Nashville Zoo’s four-month-old red panda cubs are beginning to explore their habitat giving guests a chance to see the two young females along with their parents, Mei Mei and Moshu, along Bamboo Trail.
“We are so excited to see our two female cubs exploring the exhibit,” said Shawna Farrington, carnivore area supervisor. “Right now, they are still a bit nervous about coming out, so we are asking our guests to be patient as they get used to being outside."
In September, the public was invited to vote on names for the cubs by donating to red panda conservation efforts. The winning names were Kiaria and Misa. This year the contest raised $295.
“We are so appreciative of all the support of those that participated in the naming contest,” Farrington said. “This was such a great way to support protection of wild red pandas through the Red Panda Network.”

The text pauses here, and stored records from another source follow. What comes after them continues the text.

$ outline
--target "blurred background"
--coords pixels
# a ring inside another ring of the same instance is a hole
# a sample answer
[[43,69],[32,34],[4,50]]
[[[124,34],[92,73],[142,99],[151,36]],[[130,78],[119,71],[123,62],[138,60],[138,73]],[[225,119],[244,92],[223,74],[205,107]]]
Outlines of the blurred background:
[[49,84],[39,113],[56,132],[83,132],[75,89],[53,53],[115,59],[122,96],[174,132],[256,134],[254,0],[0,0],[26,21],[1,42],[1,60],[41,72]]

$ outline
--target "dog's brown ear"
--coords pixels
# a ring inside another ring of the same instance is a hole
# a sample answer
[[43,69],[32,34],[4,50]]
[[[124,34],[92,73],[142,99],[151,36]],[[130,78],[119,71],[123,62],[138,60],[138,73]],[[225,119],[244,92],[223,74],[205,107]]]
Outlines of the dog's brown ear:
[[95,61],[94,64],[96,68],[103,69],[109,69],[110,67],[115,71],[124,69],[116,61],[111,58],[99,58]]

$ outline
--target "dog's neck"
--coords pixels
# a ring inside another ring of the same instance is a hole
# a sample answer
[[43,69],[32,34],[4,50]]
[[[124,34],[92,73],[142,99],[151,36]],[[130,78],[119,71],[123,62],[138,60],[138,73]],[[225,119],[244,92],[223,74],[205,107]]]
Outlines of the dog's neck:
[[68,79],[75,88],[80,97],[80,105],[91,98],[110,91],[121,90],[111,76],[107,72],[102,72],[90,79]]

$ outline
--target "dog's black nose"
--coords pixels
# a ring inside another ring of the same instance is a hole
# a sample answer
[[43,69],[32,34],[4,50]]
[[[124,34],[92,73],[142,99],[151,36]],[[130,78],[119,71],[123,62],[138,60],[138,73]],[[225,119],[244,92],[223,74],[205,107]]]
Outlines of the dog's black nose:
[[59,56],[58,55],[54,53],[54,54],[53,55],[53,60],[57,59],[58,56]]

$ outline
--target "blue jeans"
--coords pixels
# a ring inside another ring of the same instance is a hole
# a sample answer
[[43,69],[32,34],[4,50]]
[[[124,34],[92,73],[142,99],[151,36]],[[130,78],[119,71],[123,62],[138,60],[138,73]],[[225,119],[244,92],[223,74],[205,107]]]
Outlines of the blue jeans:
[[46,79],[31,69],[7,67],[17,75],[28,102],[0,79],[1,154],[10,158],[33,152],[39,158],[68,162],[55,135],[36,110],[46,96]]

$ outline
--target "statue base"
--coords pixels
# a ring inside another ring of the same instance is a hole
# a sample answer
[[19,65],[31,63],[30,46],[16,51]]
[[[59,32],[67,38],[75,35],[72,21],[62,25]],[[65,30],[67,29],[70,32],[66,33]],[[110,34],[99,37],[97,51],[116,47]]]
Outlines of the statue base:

The Zoo held a similar naming contest in the fall of 2014, where the public helped to name our previous red panda cub, Phayara.
All donations during this contest went to the Red Panda Network (RPN), which protects wild red pandas and their habitat through the education and empowerment of local communities in Nepal. RPN created the world’s first community-based monitoring of a red panda population. Forty two local villagers in Nepal were hired to monitor local “community forests,” educate the community about red panda conservation, and work with them to achieve their forest preservation goals.
Known for their cinnamon colored fur and bushy ringed tail, the red panda (Ailurus fulgens) is native to the mountains of Central China, Nepal and northern Myanmar (Burma). They are considered vulnerable to extinction due to habitat destruction. In addition, slow rates of reproduction and high infant mortality rates make it very hard for this species to rebound from population declines.